Remains of gigantic meteorite crater found in Greenland
A Danish geologist has discovered remains of what appears to be the world’s largest and oldest meteor impact crater in Greenland.
The remains of a huge, three billion year old impact crater have been discovered near Maniitsoq in West Greenland.
Until recently, the Vredefort crater in South Africa, with its 300 km in diameter and an age of just over two billion years, was considered to be the largest and oldest documented crater structure on Earth.
In September 2009, however, an even larger and much older crater structure in West Greenland was ‘found’ in an office in Copenhagen – at the offices of the Geological Survey of Denmark and Greenland (GEUS).
A heureka moment
During his preparations for a workshop on nickel and platinum deposits in the Maniitsoq region, GEUS senior researcher Adam A. Garde suddenly came across a simple, obvious and extreme explanation of some very strange geological phenomena in this region.
He had numerous times during his career worked on these problems, but had never understood them fully, even though they formed the basis for his doctoral thesis in 1997.
Since the idea of the impact crater emerged in 2009, a small team of geologists from GEUS, Lund University in Sweden, Cardiff University in Wales and the Institute of Planetary Science in Moscow has been examining the structure, and the first scientific article about it has now been published in the international journal Earth and Planetary Science Letters.
The team visited the area in 2010 and 2011, first by helicopter and then by ship, to take a closer look at the areas affected by the impact.
World’s oldest and largest
Their task wasn’t easy as there is no obvious bowl-shaped crater visible on the land surface.
Rocks in this part of Greenland are more than three billion years old – which is about two thirds of Earth’s age. The geologists estimate that the meteorite landed 3001 ± 2 million years ago.

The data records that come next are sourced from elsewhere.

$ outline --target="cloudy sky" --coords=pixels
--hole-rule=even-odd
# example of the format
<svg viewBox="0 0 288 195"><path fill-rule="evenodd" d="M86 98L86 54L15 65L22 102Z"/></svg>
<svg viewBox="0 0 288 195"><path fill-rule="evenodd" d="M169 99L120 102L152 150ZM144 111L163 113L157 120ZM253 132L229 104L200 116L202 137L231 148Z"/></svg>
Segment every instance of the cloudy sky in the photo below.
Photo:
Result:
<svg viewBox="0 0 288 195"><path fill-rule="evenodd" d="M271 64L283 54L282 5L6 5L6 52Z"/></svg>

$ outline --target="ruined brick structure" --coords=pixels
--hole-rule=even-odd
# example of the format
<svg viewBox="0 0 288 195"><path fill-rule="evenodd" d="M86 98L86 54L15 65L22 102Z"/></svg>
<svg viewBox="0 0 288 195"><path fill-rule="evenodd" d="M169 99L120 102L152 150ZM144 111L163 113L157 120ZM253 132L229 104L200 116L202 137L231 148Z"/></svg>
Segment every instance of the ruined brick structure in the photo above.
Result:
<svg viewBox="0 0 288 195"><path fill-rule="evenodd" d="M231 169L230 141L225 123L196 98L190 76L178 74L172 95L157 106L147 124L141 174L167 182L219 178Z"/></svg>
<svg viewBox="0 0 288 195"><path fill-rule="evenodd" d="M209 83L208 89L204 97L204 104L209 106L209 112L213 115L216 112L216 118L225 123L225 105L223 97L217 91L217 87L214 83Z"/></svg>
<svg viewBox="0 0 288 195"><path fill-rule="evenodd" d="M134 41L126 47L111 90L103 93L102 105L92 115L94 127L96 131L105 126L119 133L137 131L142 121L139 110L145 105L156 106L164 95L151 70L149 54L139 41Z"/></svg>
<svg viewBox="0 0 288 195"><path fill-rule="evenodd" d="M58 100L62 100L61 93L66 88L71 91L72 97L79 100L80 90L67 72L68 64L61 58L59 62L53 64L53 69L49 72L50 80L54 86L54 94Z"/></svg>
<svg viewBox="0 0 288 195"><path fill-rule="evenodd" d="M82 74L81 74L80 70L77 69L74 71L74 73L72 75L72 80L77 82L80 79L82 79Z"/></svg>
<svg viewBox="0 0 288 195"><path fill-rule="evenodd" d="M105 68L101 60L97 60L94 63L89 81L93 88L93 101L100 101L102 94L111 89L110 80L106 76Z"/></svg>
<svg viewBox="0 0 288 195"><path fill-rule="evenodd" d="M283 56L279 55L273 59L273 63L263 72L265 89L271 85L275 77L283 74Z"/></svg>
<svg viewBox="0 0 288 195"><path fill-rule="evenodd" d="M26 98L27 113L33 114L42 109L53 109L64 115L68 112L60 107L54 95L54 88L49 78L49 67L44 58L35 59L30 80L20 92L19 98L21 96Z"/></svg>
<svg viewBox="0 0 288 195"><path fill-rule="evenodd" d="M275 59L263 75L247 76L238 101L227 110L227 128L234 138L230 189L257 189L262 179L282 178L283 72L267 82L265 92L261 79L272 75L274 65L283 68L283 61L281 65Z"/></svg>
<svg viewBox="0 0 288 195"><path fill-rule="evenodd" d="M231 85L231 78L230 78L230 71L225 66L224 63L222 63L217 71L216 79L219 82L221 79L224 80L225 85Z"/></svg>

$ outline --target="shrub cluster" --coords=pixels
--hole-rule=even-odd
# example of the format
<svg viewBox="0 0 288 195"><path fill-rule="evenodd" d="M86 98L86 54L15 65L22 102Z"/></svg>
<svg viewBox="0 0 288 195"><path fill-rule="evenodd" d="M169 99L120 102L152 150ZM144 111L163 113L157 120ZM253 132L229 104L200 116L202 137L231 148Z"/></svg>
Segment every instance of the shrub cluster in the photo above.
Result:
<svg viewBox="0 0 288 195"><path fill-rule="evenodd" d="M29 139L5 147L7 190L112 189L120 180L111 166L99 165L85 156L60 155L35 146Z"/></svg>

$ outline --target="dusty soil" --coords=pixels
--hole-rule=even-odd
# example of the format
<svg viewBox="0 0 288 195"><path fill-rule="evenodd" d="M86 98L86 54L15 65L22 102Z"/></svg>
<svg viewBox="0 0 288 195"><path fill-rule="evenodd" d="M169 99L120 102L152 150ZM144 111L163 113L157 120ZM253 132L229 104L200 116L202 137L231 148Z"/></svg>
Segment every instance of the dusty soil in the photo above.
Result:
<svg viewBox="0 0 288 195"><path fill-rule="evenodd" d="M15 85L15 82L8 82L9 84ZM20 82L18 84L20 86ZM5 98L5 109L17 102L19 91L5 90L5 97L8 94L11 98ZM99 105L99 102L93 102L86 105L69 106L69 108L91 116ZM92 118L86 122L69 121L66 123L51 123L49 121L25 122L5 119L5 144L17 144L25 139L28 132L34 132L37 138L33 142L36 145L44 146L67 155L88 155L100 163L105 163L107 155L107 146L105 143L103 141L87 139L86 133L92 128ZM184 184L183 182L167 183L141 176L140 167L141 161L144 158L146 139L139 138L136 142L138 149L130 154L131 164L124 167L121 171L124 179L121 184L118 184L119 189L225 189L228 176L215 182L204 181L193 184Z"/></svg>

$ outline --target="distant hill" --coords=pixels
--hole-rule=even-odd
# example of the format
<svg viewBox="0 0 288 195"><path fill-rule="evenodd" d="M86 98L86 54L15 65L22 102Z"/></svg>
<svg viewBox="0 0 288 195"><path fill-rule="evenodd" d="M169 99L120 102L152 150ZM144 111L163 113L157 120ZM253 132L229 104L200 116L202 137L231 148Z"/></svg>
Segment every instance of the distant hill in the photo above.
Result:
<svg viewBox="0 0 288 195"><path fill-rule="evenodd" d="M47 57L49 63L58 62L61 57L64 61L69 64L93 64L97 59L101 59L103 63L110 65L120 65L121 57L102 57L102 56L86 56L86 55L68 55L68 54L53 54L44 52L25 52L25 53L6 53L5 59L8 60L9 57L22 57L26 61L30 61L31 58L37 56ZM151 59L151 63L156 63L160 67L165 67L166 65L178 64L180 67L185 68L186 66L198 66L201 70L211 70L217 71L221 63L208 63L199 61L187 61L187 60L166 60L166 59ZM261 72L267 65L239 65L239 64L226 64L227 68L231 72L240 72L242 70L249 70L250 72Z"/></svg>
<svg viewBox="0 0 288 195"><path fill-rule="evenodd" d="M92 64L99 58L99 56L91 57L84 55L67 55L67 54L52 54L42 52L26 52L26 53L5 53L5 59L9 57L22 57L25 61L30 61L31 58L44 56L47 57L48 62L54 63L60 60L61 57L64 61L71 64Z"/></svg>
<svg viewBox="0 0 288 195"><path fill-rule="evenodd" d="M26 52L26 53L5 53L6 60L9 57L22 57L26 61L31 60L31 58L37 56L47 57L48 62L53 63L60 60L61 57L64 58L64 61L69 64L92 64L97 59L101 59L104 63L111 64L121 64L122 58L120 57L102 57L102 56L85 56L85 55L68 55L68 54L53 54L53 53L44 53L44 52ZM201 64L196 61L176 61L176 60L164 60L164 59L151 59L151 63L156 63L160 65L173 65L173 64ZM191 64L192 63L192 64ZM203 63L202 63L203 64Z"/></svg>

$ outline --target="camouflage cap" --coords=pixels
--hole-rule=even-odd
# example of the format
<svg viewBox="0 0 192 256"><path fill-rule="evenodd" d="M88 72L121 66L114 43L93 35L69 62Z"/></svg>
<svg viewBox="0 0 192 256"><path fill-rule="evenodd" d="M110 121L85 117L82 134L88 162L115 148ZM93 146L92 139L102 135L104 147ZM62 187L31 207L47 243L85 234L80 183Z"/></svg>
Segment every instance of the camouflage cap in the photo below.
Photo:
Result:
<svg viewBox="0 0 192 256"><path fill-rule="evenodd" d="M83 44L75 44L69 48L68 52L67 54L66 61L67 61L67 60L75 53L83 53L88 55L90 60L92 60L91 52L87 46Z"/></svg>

It’s possible that the meteorite may have hit the sea, because the preserved rocks below the original crater have been intensely transformed by large amounts of circulating water, which immediately after the impact has managed to penetrate deep into the Earth’s crust along the many fissures and crush zones.
Gathering the evidence
Over the three billion years since the impact, the land has eroded down to expose a deeper crust some 25 km below the original land surface and has since been scoured and polished by the Greenland ice sheet.
All the outer parts of the impact structure are long gone, but the great mass of the meteorite caused an intense shockwave which penetrated far deeper into the Earth’s crust than any other known crater – and the effect of this remains visible today.
However, since the effects of an impact at these depths have never before been observed, it has taken three years of intense work to gather all the key evidence, which is why the team hasn’t published their findings until now.
Saved by gravity
Boris A. Ivanov, of the Institute of Planetary Science in Moscow has conducted a series of provisional model calculations, which suggest that the Maniitsoq meteorite had a diameter of more than 30 km – at least twice that of the Vredefort meteorite, and with a mass of at least ten times greater.
Had this meteorite hit the moon, the resulting crater would have a diameter well above 1,000 km and would be easily visible from Earth with the naked eye.
But since the Earth has a much stronger gravitational force than the moon, the original Maniitsoq crater will probably have had a diameter of ‘only’ 500-600 km.